Let \(\beta \in (0,1/2)\), \(\alpha \in (-1/2,1/2)\) with \(\alpha +\beta >0\). Let us set

$$\begin{aligned} \delta =(\beta -\max \{0,-\alpha \})/4,\text { and }\mu =\max \{0,-\alpha \}+2\delta . \end{aligned}$$

(C.31)

Then the following bounds hold uniformly in \(x,y\in {\mathbb {R}}_+\),

$$\begin{aligned} |K^\varepsilon _{11}(x,y) e^{\mu (x+y)}|&\le C e^{-\delta (x+y)}, \quad |K^\varepsilon _{12}(x,y) e^{\mu x} e^{-\mu y}| \le C e^{-\delta (x+y)}, \nonumber \\ |K^\varepsilon _{21}(x,y) e^{-\mu x} e^{\mu y}|&\le C e^{-\delta (x+y)}, \quad |K^\varepsilon _{22}(x,y)e^{-\mu (x+y)}| \le C e^{-\delta (x+y)}. \end{aligned}$$

(C.32)

Proof

The proof is quite simple, since the \(k,\ell \) dependence is only through the term \(w^\ell /z^k\) and the rest of the integrand remains nicely bounded and converges as we saw in Proposition 45.

For \(K^\varepsilon _{11}(k,l)\), choose contours satisfying \(|z|\ge 1+(\mu +\delta )\varepsilon \) and \(|w|\le 1-(\mu +\delta )\varepsilon \).
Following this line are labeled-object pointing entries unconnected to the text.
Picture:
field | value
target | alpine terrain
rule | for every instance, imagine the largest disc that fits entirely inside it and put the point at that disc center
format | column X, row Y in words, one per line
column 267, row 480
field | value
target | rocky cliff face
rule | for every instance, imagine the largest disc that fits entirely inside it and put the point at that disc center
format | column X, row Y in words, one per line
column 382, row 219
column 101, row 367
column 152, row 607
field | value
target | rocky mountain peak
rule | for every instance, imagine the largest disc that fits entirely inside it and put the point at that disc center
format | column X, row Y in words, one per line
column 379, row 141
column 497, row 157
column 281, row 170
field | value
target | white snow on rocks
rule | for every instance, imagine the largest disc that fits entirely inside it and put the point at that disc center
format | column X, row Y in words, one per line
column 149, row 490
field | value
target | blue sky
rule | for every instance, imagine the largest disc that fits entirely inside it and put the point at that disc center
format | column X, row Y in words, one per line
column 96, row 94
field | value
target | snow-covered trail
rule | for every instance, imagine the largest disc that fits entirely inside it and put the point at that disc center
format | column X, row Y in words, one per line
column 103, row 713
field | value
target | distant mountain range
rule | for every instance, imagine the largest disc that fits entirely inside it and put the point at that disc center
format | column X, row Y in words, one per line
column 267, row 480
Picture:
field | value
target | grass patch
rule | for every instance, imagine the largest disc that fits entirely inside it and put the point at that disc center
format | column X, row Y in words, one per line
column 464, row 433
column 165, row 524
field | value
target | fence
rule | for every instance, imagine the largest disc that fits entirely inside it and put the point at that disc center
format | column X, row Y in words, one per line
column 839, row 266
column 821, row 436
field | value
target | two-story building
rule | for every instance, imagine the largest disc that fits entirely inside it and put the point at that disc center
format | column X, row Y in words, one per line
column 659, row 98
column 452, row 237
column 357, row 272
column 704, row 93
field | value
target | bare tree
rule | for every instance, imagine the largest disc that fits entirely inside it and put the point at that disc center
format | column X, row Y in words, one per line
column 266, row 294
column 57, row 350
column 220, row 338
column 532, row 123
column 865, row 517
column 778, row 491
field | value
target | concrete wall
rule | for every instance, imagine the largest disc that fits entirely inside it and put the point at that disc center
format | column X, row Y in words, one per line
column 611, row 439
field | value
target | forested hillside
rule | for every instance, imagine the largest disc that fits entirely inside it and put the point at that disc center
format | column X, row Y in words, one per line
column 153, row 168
This gives \(|w^\ell /z^k|\le \frac{(1-(\mu +\delta )\varepsilon )^{y/\varepsilon }}{(1+(\mu +\delta )\varepsilon )^{x/\varepsilon }}\simeq e^{-\mu (x+y)} e^{-\delta (x+y)}\).

For \(K^\varepsilon _{12}(k,l)\), choose the contours such that \(|z|\ge 1+(\mu +\delta )\varepsilon \) and \(|w|\le 1+(\mu -\delta )\varepsilon \). This gives \(|w^\ell /z^k|\lesssim e^{-\mu (x-y)} e^{-\delta (x+y)}\).

For the double integrand in \(K^\varepsilon _{22}(k,l)\) there are several terms. In the first and third one, we choose contours satisfying \(|z|\ge 1-(\mu -\delta )\varepsilon \) and \(|w|\le 1-(\mu +\delta )\varepsilon \), while in the second one \(|z|\ge 1+(\mu +\delta ) \varepsilon \) and \(|w|\le 1+(\mu -\delta )\varepsilon \). Combining the cases, we have \(|w^\ell /z^k|\lesssim e^{\mu (x+y)} e^{-\delta (x+y)}\). Finally, for the term coming from \(E(k,\ell )\), for \(k>\ell \) we take a contour with \(|z|\ge 1-(\mu -\delta )\varepsilon \), which gives \(|z^{\ell -k}|\lesssim e^{(\mu -\delta )(x-y)}\le e^{\mu x} e^{-\delta (x+y)}\) by using \(\mu -\delta \ge \delta \). For \(k<\ell \) the bound follows from the anti-symmetry of \(E(k,\ell )\). \(\square \)

Proof of Theorem 13

With Proposition 45 and Lemma 46 in hand, the proof of Theorem 13 is standard. One writes the Fredholm Pfaffian as a series expansion and then uses the Hadamard bound. Exactly the same steps are made in the proof of the convergence of the large time limit of Proposition 20 and thus we omit them here for brevity.